Twenty years after the collapse of communism, the societies of Eastern Europe continue to provide an extraordinary opportunity to study the interaction of political, economic, and social change.
Political Holes in the Economy: The Business Network of Partisan Firms in Hungary
When firms reach out to allies in the political field, the logic of partisanship can constrain the choice of business partners in the economy. Balazs Vedres and I interviewed CEOs and politicians in Hungary and constructed a dataset of all senior managers and boards of directors of the largest 1,696 corporations and the complete set of all political officeholders. Firms of either left or right political affiliation exhibit a preference for partnerships with firms in the same political camp while avoiding ties with firms in the opposite camp. Subsequently, firms with politically balanced boards seize a brokerage opportunity to occupy the political holes in the economy opened up by the growing division between left and right.
American Sociological Review, October 2012, 77(5):700-722.

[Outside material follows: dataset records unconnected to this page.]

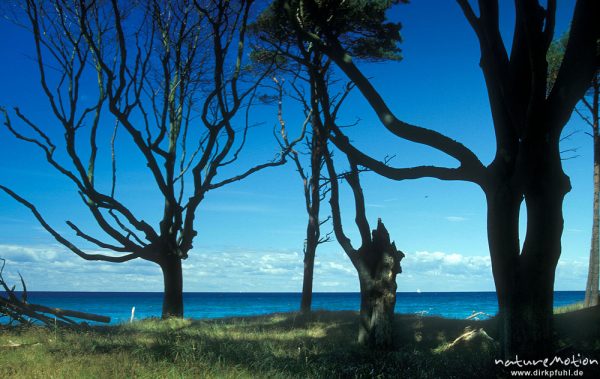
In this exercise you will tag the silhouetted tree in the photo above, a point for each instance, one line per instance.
(278, 37)
(588, 112)
(315, 189)
(171, 75)
(528, 123)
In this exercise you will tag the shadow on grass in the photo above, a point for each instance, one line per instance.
(320, 344)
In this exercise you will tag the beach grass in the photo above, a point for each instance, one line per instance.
(290, 345)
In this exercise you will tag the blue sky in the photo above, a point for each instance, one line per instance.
(251, 233)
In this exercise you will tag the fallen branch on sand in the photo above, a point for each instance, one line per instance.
(18, 310)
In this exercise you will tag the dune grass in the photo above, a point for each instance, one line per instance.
(569, 308)
(321, 345)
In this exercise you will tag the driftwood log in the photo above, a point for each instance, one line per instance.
(16, 309)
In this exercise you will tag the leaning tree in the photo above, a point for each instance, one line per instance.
(528, 121)
(370, 39)
(172, 77)
(588, 111)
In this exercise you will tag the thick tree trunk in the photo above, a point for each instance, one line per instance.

Opportunities of Constraints: A Sociologist’s Reflections on Janos Kornai’s By Force of Thought
This essay reviews the intellectual memoir by János Kornai, the leading economist working under the constraints of politicized academic life in the former Sovietbloc. Kornai retells the major ideas of his work through the lens of the various periods in his life and the ethical dilemmas faced in each. Constraints, it is shown, provided opportunities. Kornai’s work offers a model of a public intellectual, committed to empirical analysis of social processes, and independent from political parties and from intellectual camps in the economics profession.

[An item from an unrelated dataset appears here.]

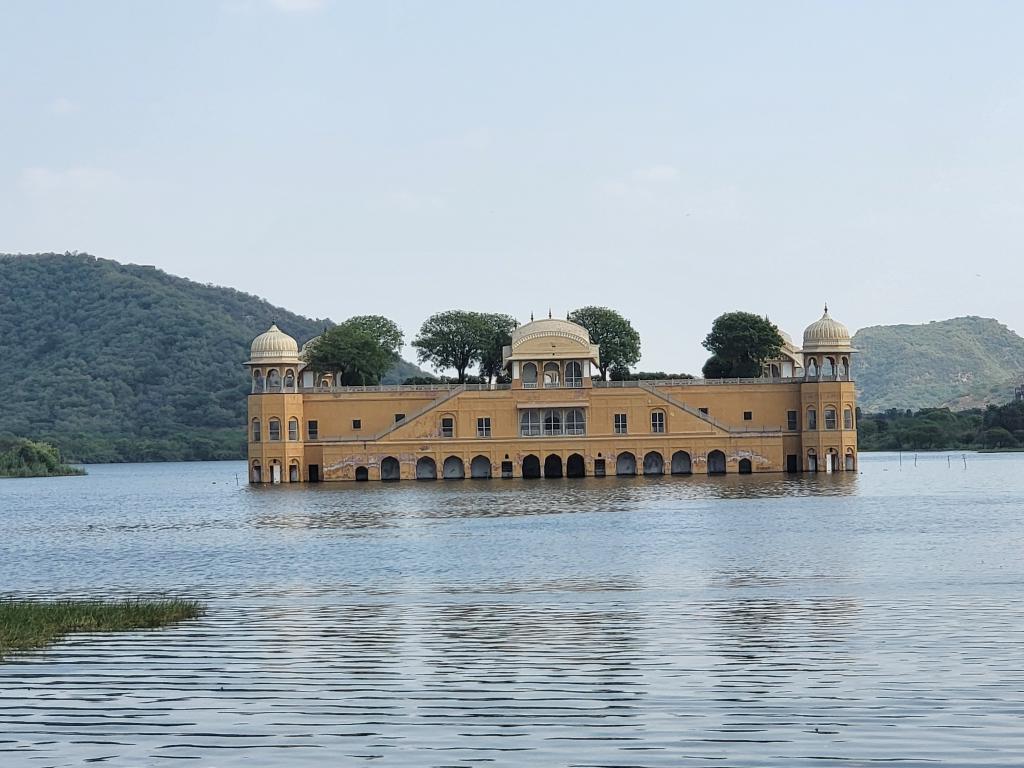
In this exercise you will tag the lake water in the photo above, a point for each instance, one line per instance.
(755, 621)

Theory and Society October 2007 36(5):469-476.
Social Times of Network Spaces: Network Sequences and Foreign Investment in Hungary
In this paper, Balazs Vedres and I develop a social sequence analysis to identify distinctive pathways whereby firms use network resources to buffer uncertainty, hide or restructure assets, or gain knowledge and legitimacy. In place of properties of the global network, we focus on variation in local properties. In place of a single system time, we model the processes of social times. Our contribution to a more historical network analysis does not simply include time as a variable but, instead, recognizes time as variable.
American Journal of Sociology, March 2006, 111(5):1367-1411.
Is there a distinctly East European capitalism? This volume analyzes democratization and economic change in the postsocialist societies of East Central Europe. It demonstrates that the collapse of communism was not the same across the region and that the differences in how the pieces fell shaped the building blocks used for reconstructing political systems and restructuring economies in the region. Among the key concepts are the importance of social networks in the economies and of deliberative institutions in the polity that include the interests of subordinate groups in policymaking.
Restructuring Networks in Post-Socialism
This book is about change in Central and Eastern Europe, and about how we think about social and economic change more generally. In contrast to the dominant ‘transition framework’ that examines organizational forms in Eastern Europe according to the degree to which they conform to, or depart from, the blueprints of already existing capitalist systems, this book examines the innovative character, born of necessity, in which actors in the post-socialist setting are restructuring organizations and institutions by redefining and recombining resources. Instead of thinking of these recombinations as accidental aberrations, the book explores their evolutionary potentials.
Recombinant Property in East European Capitalism
Some years ago, when they were little kids, my children invented a hybrid game. Having left the houses and hotels of their Monopoly set at a friend’s house, they started to use Lego building blocks (much preferred to the Monopoly pieces even after returned) to construct ever more elaborate structures in a game whose rules evolved away from bankrupting one’s opponents and toward attracting customers to the plastic skyscrapers that towered over the Monopoly plain. This strikes me as a good metaphor for innovation and the process of social change. East European capitalism was not built on the ruins of communism but with the ruins of communism.
American Journal of Sociology January 1996, 101(4):993-1027
Rooted Transnational Publics: Integrating Foreign Ties and Civic Activism
In the literature on globalization there is a widespread belief that civic associations with transnational ties are uprooted from their domestic societies. Laszlo Bruszt, Balazs Vedres, and I contend that there is not a forced choice between foreign ties and domestic integration. In fact, we find that transnational organizations are more domestically integrated than those without such ties. We base our argument on a survey of 1,002 of the largest civic organizations which we conducted in Hungary. We specify several forms of domestic integration and several forms of transnational ties. By demonstrating a systematic relationship between the patterns of foreign ties and the patterns of domestic integration, we chart three emerging forms of transnational publics.
Theory and Society 2006 35(3):323-349.
One Way or Multiple Paths? For a Comparative Sociology of East European Capitalism
This essay, written with my frequent co-author, Laszlo Bruszt, was published in The American Journal of Sociology (January 2001) as part of a very lively debate with Michael Burawoy.
American Journal of Sociology, January 2001, 106(4):1129-1137.